Posted on 2 June 2020
Rachel's essay 'Finding Robin Hood: a Public Story made Personal' won her £500 and spoke of her love of Robin Hood from a young age and how her collection began at the age of 14. The values of Robin - an altruistic sense of justice, humility and companionship - still speak to Rachel today. She's particularly struck by Robin Hood's status as a collective story, being retold by generation after generation and evolving throughout the times, from the nobility of Robin in the 1800s to a modern inclusion of positive Muslim characters. To her it's a personal experience, but also one of great collectivism as well.
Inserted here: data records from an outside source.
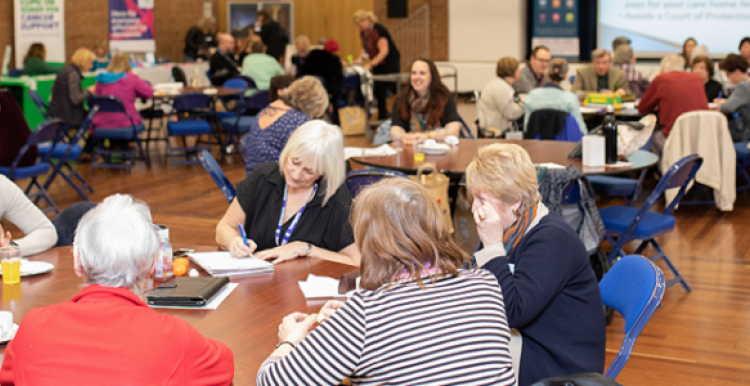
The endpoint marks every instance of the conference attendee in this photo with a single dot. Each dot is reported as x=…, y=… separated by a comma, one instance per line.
x=121, y=82
x=535, y=73
x=552, y=298
x=261, y=66
x=687, y=50
x=303, y=100
x=302, y=43
x=297, y=207
x=222, y=65
x=107, y=334
x=625, y=60
x=273, y=35
x=39, y=233
x=425, y=109
x=672, y=93
x=500, y=106
x=199, y=39
x=67, y=92
x=419, y=318
x=552, y=96
x=704, y=67
x=34, y=63
x=600, y=77
x=383, y=54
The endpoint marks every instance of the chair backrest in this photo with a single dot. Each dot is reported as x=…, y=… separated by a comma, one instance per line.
x=214, y=170
x=633, y=287
x=357, y=180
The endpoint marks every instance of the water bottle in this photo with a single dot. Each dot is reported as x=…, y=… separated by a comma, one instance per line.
x=609, y=129
x=163, y=270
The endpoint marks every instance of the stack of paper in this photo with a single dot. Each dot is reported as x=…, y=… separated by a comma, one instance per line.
x=222, y=264
x=382, y=151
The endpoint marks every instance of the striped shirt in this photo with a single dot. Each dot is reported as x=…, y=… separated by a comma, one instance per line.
x=454, y=332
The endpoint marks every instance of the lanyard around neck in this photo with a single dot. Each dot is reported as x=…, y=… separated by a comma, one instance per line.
x=293, y=225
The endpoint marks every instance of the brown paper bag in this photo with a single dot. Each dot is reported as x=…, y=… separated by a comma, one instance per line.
x=437, y=184
x=352, y=120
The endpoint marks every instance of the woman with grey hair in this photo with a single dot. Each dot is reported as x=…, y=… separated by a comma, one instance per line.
x=296, y=207
x=304, y=99
x=100, y=335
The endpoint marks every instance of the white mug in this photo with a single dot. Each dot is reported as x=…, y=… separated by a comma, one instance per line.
x=6, y=325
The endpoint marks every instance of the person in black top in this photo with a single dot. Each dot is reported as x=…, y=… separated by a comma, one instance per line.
x=222, y=65
x=426, y=109
x=703, y=66
x=297, y=207
x=199, y=38
x=272, y=34
x=384, y=56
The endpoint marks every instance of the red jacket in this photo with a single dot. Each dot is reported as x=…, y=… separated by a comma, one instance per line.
x=674, y=93
x=108, y=336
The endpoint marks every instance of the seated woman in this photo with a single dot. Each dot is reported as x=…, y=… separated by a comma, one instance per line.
x=401, y=327
x=39, y=233
x=426, y=109
x=303, y=100
x=306, y=190
x=100, y=335
x=34, y=62
x=500, y=106
x=704, y=67
x=552, y=96
x=551, y=294
x=121, y=82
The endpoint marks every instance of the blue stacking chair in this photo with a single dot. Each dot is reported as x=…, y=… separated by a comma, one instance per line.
x=359, y=179
x=625, y=224
x=67, y=151
x=633, y=287
x=194, y=114
x=214, y=170
x=112, y=104
x=47, y=131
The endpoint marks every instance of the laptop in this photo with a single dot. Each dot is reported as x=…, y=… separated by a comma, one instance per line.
x=186, y=291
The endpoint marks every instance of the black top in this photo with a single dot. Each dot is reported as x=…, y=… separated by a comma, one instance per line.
x=450, y=114
x=713, y=88
x=261, y=196
x=553, y=299
x=222, y=68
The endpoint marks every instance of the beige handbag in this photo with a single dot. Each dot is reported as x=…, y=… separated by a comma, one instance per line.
x=353, y=120
x=437, y=184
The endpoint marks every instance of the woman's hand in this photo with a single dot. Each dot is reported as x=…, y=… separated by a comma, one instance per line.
x=287, y=252
x=295, y=327
x=237, y=247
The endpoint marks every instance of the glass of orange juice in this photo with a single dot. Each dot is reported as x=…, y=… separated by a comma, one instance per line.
x=10, y=263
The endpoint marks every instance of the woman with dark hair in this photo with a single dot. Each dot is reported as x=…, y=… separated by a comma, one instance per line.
x=34, y=62
x=426, y=109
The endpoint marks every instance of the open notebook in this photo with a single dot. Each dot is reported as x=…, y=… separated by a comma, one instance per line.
x=222, y=264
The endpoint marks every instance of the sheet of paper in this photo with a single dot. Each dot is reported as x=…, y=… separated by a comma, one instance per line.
x=213, y=303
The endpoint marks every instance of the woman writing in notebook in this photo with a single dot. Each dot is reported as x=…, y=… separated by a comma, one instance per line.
x=297, y=207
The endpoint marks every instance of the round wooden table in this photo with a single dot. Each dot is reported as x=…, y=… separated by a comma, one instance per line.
x=455, y=161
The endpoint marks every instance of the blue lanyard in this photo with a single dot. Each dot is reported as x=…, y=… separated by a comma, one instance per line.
x=293, y=225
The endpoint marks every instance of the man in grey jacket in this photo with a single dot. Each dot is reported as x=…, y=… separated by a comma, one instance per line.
x=535, y=73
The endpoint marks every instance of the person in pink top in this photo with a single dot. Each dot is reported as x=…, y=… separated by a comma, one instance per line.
x=120, y=82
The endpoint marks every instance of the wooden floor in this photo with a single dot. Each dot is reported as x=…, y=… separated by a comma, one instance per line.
x=698, y=338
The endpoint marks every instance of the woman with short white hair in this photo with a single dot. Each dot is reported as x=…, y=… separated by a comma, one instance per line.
x=297, y=207
x=100, y=335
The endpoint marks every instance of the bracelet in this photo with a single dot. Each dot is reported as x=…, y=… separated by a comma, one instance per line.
x=283, y=343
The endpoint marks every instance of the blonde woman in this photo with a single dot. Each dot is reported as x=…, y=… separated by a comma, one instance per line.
x=269, y=131
x=552, y=299
x=419, y=318
x=121, y=82
x=296, y=207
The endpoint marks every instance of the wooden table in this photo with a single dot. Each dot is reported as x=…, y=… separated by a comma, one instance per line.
x=455, y=161
x=247, y=322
Rachel's primary goal for her collection is to hear from as many different voices as possible telling the outlaw of Sherwood's story, leading her to visit used and rare bookstores to source new tales. She's also fascinated by finding new illustrators who've taken their brush to bring Robin to life.
On her collection, Rachel said: "It's really encouraging to me that anyone else finds my collection interesting. It has been a rewarding constant in my life for awhile now.
"This prize is special to me as it will extend the time I can stay in the UK. I've wanted to live here for years, and a lot of that started with Robin when I was young. Every month here betters my chances of finding a job and getting a work visa so I can stay after my degree finishes. It's precious to me that one of my first connections to the culture here is now helping me on this journey.
"Thank you again for the prize, and for still holding the contest after everything that's changed in the past few months!"